Yargıtay krizi göremeyen tüketiciye acımadı

Haber Giriş : 21 Aralık 2005 11:16, Son Güncelleme : 27 Mart 2018 00:42

Yargıtay, kriz öncesinde kullandığı döviz cinsinden konut kredisini kurdaki artış nedeniyle ödeyemeyen tüketicinin, döviz kurunun kriz öncesi kurdan sabitlenerek ödenebileceğine ilişkin yerel mahkemenin kararını bozdu.

Yargıtay, "devalüasyon olacağını" göremeyen tüketiciye acımadı. Yargıtay, Türk parası yerine dövizle sözleşme yapan ve borç altına girenlerin ülkede geçmişte yaşanan ekonomik krizler karşısında dövizle borçlanmalarda bu tür artışların yaşanabileceğini öngörmesi gerektiğini bildirdi.

Devlet memurluğundan emekli olan Mustafa Yelegen, TMSF'ye devredilerek ardından Bayındırbank bünyesinde toplanan bankaların birinden, 29 Şubat 2000'de 35 bin marklık konut kredisi aldı. Yelegen, 36 aylık taksitlerle ayda 1351,18 mark karşılığı borcunu ödemekteyken 2001 ekonomik krizi sonrasında yaşanan develüasyon sonucu markın TL karşısındaki değeri, 320 bin liradan 500 bin TL'nin üzerine çıktı. Bunun üzerine Yelegen, "emekli devlet memuru olduğu için edinimini ifa etmesinin imkansızlaştığını, ortaya çıkan imkansızlığın kendisinin öngöremeyeceği olağanüstü ve objektif bir imkansızlık olduğu" gerekçesiyle, borcunu kriz öncesi döviz kuru olan 320 bin lira üzerinden uyarlanmasını istedi.

Sivas 3'üncü Asliye Hukuk Mahkemesi, Yelegen'in bu istemini kabul ederek "Davacı tarafından ilk taksidi 28 Eylül 2004 tarihinden başlamak üzere toplam 3 milyar 374 milyon TL olan borcun, 224 milyon 954 bin liralık taksitlerle ödenmesine" karar verdi.

"AHDE VEFA"

Bayındırbank yerel mahkemenin kararına Yargıtay nezdinde itiraz etti.
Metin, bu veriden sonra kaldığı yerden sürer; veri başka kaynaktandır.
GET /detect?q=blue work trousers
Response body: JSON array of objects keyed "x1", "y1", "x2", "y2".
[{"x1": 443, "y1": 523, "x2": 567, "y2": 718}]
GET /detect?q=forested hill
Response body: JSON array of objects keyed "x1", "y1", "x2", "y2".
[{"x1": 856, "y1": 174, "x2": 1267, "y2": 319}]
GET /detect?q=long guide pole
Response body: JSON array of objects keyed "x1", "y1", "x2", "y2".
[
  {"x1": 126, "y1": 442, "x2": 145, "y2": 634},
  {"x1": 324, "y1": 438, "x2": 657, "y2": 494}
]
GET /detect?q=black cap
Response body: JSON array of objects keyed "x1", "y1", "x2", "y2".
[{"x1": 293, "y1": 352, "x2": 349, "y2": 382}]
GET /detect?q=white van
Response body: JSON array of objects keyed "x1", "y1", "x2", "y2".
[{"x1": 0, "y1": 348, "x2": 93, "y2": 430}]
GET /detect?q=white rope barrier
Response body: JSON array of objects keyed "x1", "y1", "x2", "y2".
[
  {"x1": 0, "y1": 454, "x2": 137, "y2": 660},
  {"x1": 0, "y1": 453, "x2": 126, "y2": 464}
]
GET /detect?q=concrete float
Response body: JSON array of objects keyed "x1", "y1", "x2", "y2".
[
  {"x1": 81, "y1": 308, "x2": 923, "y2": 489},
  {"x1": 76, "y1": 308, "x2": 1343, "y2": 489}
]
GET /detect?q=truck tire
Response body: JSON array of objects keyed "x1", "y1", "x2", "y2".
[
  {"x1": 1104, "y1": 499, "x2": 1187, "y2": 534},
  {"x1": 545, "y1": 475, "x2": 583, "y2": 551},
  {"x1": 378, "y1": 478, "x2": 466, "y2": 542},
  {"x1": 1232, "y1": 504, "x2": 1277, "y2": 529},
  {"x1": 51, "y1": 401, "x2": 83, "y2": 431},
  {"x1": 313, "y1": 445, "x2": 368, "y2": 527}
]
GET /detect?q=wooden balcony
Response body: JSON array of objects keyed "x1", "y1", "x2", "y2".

Dosyayı inceleyen Yargıtay 13'üncü Hukuk Dairesi kararında, "sözleşme hukukuna egemen olan sözleşmeye bağlılık (ahde vefa) ilkesine göre" sözleşmenin yapıldığı andaki gibi uygulanması gerektiğini bildirdi. Yargıtay, "Karşılıklı borç doğuran akitlerde taraflardan biri için sonradan ağırlaşmış, kararlaştırılan edimler dengesi sonradan ortaya çıkan olaylar nedeniyle değişmiş olsa bile, borçlu (denge aleyhine bozulan taraf) Borçlu sözleşmedeki edinimini aynen ifa etmelidir" görüşüyle yerel mahkemenin kararını bozdu.

EKONOMİK KRİZLER BİR ANDA OLUŞMUYOR

Türkiye'de yıllardır süren enflasyondaki beklenenin üzedrindeki artışların Türk Parasının yabancı pyaralara karşı sürekli değer kaybettirmesinin toplumun yaşamını ağırlaştırdığı ve huzursuzluk kaynağı olduğu belirtilen kararda şöyle denildi:
"İşte bu olgu karşısında kredi veren bankaların enflasyon rizikolarından korunmak amacıyla dövize endeksli kredi sözleşleşmeleri düzenledikleri bir gerçektir. Develüasyon ve ekonomik krizlerin bir anda oluşmadığı bir gerçektir. Yabancı para karşısında sürekli değer kaybeden Türk parası yerine döviz ile sözleşme yapan ve borç altına girenlerin ülkedeki geçmişte yaşanan yüksek enflasyon ve ekonomik krizler karşısında dövizle borçlanmada bu tür artışların yaşanabileceğini öngörmesi, dövizin seyri karşısında davalının bunu tahmin etmesi gerekirdi. Kaldı ki davanın dayandırıldığı olaylardan sonra dövizinseyri karşısında da işlem temelinin de çökmesinden bahsedilmesi mümkün değildir. Açıklanan nedenlerle davanın reddine karar verilmesi gerekirken yazılı şekilde hüküm kurulması usul ve yasaya aykırı olup, hükmün bozulması gereklidir."